Open WebUI’s web search reads through whatever provider you point it at. SearXNG is local, privacy-respecting, and aggregates results from many engines. Two pieces need to line up.

open_webui_search_k8s

Enable JSON output in SearXNG

Open WebUI calls SearXNG’s API expecting a JSON response. SearXNG ships with HTML output only by default, so add JSON to the formats list in settings.yml:

search:
  formats:
    - html
    - json

There are two places this has to be true. SearXNG must allow JSON in settings.yml, and Open WebUI must request JSON in SEARXNG_QUERY_URL:

- name: SEARXNG_QUERY_URL
  value: 'http://searxng.apps.svc.cluster.local/search?q=<query>&format=json'

Without format=json, the service call still returns 200 OK, but it returns HTML. That is enough to make direct curl tests look healthy while Open WebUI’s search integration quietly fails to produce usable sources.

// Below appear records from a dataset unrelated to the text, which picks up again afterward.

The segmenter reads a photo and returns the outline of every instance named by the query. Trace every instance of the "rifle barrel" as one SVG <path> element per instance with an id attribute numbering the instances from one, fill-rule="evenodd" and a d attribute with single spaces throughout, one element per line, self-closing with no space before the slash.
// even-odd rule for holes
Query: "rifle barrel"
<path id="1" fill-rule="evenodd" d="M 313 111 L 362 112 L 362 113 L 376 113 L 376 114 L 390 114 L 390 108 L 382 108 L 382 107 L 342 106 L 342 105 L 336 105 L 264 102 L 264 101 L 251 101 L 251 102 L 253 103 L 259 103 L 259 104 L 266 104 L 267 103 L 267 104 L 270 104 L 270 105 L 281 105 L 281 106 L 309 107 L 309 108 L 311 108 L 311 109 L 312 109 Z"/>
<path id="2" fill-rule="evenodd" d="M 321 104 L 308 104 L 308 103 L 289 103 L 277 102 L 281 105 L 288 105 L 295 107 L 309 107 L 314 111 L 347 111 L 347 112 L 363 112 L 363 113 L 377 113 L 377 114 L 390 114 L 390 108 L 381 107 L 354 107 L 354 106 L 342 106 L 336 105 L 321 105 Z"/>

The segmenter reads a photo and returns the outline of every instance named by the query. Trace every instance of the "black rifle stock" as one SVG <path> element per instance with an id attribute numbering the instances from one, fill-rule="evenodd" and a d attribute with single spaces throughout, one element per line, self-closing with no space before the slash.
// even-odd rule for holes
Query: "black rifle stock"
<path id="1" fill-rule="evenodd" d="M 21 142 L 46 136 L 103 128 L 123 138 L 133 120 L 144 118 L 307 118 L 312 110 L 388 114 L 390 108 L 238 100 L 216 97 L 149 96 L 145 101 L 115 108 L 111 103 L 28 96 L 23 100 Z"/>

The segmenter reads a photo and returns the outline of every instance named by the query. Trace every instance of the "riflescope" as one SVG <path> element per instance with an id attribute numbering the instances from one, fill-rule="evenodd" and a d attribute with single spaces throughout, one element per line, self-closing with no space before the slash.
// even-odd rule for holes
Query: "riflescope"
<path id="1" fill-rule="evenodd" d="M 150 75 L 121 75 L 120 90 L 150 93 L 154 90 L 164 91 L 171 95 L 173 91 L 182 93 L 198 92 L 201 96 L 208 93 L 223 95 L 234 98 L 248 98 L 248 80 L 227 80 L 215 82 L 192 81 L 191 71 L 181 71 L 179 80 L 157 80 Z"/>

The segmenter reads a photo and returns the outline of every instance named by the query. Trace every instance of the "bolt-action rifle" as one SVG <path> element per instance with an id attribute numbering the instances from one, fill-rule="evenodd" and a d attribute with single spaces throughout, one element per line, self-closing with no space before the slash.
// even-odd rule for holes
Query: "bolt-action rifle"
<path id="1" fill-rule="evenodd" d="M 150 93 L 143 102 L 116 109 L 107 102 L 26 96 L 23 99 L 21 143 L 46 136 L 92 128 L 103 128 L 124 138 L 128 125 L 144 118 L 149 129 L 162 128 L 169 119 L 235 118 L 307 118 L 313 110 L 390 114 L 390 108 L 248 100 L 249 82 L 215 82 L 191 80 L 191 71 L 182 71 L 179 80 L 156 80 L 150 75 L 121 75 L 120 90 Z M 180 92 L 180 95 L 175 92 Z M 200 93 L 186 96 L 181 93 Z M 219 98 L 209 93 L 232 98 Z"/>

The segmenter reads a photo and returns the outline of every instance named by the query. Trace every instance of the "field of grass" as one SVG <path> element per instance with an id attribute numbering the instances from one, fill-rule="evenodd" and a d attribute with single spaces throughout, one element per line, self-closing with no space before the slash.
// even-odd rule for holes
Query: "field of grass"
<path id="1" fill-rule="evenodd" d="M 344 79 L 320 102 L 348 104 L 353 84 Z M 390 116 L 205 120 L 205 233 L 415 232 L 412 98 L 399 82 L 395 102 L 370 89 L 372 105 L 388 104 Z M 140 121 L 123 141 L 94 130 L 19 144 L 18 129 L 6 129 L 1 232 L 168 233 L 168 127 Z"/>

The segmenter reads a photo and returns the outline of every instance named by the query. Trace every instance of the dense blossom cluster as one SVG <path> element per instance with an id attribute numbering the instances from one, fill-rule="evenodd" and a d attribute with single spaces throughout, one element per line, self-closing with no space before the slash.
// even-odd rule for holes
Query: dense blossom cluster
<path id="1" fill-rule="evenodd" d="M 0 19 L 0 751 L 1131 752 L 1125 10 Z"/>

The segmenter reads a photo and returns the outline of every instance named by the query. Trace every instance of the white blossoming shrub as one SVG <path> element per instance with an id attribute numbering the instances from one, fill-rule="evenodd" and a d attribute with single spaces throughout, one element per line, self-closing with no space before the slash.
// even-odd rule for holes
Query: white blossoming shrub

Allowlist the cluster pod CIDR

SearXNG ships with a “limiter” that does much more than rate limiting. It also runs bot detection: it expects a cookie that real browsers acquire by visiting the search page, and it inspects request headers for browser-shaped user agents and Accept-Language. An API client like Open WebUI fails those checks on the very first request and gets 429 Too Many Requests immediately, regardless of frequency.

The clean fix is to allowlist the in-cluster pod CIDR via limiter.toml:

# /etc/searxng/limiter.toml
[botdetection.ip_lists]
pass_ip = [
  "10.42.0.0/16",
]

pass_ip exempts those source addresses from all bot detection. Public ingress traffic still goes through the full set of checks, but in-cluster pods are trusted. Mount it into the SearXNG container alongside settings.yml:

volumeMounts:
  - name: config
    mountPath: /etc/searxng/settings.yml
    subPath: settings.yml
  - name: config
    mountPath: /etc/searxng/limiter.toml
    subPath: limiter.toml

After a kubectl rollout restart deploy/searxng, Open WebUI’s queries show up in the SearXNG logs as WARNING:searx.limiter: PASS ... matched PASSLIST.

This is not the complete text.